Story by Ashley Traylor, News Editor
Gov. Matt Bevin delivered his State of the Commonwealth and budget address Tuesday, where he called for fully-funding the state pension systems, by proposing a 6.25 percent spending cut to state agencies.
“That is what it is going to take to balance our budget,” Bevin said. “We don’t have any alternative. The only alternative is to generate more revenue. That conversation will come with tax reform.”
Bevin will also eliminate 70 mandated programs to save money. He did not identify these 70 programs in his budget address, but he said they are “scattered throughout state government.”
Bevin and legislators have made little headway in passing a pension reform bill. Last October, Bevin unveiled “Keeping the Promise,” his 30-year plan to fix the state pension by moving state workers from defined benefit plans to 401(k)-type plans, although it did not gain enough Republican support to pass in special session at the end of 2017.
As the House and the Senate are working toward balancing the budget, Bevin said the pension system is a priority in order for Kentucky to meet its obligation to state employees.
Currently, the Kentucky Retirement System (KRS) is only 13 percent funded. Bevin broke down what 13 percent funded looked like for state workers wanting to retire. If 100 workers are retiring, he said only 13 would receive their retirement money.
While the Kentucky Teacher Retirement System (KTRS) is 56 percent funded, Bevin said that means 56 retiring teachers out of 100 teachers would receive their full retirement.
“Never once in the history of Kentucky has the ARC (Annual Required Contribution) been fully funded for all of our pension systems,” Bevin said. “Not one time, which is why we now find ourselves in a situation where they are all so severely underfunded. This year they will be funded in their entirety for the first time in the history of the Commonwealth in Kentucky.”
However with 14.5 percent of the general budget going to fund Kentucky’s pension, Bevin said it makes it difficult to protect education.
Higher education will experience a 6.25 percent reduction, along with many other state agencies.
On Jan. 17, President Bob Davies sent an email to faculty and staff regarding Bevin’s budget address. In the email, Davies said the 6.25 percent reduction correlates to a $2.7 million shortfall, which does not include an additional $4.8 million to cover pension costs. These numbers are not concrete, as Davies said the university is checking the costs with the Office of the State Budget Director.

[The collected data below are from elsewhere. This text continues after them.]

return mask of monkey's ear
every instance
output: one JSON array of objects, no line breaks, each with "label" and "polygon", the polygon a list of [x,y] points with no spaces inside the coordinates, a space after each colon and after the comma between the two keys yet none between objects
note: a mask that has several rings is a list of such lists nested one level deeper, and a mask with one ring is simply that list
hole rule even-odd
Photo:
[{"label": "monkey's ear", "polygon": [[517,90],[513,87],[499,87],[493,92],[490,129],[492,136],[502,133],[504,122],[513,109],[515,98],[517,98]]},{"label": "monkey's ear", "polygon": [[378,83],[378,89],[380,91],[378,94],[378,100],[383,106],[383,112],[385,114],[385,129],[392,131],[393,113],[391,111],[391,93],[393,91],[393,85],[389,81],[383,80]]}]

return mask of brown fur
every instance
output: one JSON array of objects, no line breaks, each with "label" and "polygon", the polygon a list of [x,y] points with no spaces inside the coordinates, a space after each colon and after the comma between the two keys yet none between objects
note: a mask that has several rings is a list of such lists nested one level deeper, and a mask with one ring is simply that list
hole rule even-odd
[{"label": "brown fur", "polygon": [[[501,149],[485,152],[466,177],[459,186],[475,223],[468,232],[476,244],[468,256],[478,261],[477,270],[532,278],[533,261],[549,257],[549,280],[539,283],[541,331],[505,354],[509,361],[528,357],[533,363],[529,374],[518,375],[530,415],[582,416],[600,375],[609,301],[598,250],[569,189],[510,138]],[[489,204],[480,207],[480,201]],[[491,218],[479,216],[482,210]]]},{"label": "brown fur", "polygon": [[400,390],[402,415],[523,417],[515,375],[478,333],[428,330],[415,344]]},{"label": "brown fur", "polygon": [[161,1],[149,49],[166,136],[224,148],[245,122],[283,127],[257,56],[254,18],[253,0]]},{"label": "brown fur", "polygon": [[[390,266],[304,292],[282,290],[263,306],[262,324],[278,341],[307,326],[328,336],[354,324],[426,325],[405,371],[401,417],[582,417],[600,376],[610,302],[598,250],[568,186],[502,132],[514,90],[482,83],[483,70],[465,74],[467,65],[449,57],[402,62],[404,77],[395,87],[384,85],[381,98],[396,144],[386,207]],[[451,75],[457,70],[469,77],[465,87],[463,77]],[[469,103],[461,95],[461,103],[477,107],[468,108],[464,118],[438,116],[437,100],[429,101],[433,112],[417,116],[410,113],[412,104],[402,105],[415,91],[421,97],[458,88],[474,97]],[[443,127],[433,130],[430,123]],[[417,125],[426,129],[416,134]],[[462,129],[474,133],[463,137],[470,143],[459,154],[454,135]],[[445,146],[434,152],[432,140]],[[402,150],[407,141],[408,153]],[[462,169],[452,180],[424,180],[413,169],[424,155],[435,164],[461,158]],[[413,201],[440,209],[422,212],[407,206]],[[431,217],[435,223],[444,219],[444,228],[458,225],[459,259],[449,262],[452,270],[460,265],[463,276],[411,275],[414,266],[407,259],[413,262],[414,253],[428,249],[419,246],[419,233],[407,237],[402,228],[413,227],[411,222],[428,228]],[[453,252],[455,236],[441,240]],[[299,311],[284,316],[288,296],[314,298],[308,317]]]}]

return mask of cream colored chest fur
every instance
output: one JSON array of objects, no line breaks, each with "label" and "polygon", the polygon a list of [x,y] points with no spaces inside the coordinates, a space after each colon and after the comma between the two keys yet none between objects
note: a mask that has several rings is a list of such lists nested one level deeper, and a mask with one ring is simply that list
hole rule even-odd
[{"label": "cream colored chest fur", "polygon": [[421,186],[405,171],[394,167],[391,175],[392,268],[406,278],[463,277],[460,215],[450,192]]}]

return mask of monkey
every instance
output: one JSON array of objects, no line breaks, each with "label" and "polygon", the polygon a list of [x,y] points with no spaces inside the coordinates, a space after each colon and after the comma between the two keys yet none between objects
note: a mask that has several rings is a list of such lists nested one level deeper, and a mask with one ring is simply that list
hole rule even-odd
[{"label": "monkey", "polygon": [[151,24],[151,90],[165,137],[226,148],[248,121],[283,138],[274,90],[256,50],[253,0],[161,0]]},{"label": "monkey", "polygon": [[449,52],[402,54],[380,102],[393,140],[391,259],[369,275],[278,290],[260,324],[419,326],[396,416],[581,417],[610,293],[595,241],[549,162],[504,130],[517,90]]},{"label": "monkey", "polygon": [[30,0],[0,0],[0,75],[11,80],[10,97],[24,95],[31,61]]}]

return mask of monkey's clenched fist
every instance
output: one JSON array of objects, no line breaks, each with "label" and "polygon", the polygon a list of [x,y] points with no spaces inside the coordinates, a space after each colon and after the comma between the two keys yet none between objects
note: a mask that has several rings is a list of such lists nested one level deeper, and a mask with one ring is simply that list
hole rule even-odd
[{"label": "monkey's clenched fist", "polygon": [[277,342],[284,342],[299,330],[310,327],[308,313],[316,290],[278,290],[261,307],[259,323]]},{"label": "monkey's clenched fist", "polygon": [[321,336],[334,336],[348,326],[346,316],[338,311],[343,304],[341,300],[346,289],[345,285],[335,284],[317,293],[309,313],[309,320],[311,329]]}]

Bevin’s proposed budget bill was posted on the Legislative Research Commission website, where the 70 programs that will no longer be funded are listed. Murray State’s one mandated program, Breathitt Veterinary Center in Hopkinsville, is not on the list for elimination.
Davies said the university welcomes feedback as they create a leadership team to discuss budgetary cuts and the university’s next step in this process.
Bevin placed emphasis on the hardships the budget cuts will have on the state, but he said we have to come together to create solutions that are necessary to balancing Kentucky’s budget and bettering the state.
“These are serious times,” Bevin said. “These are the times that try men’s souls. Nobody likes the idea of having to cut budgets. No one likes the idea of having to make these difficult decisions. There is not enough money. It is easy to throw stones without coming up with solutions.”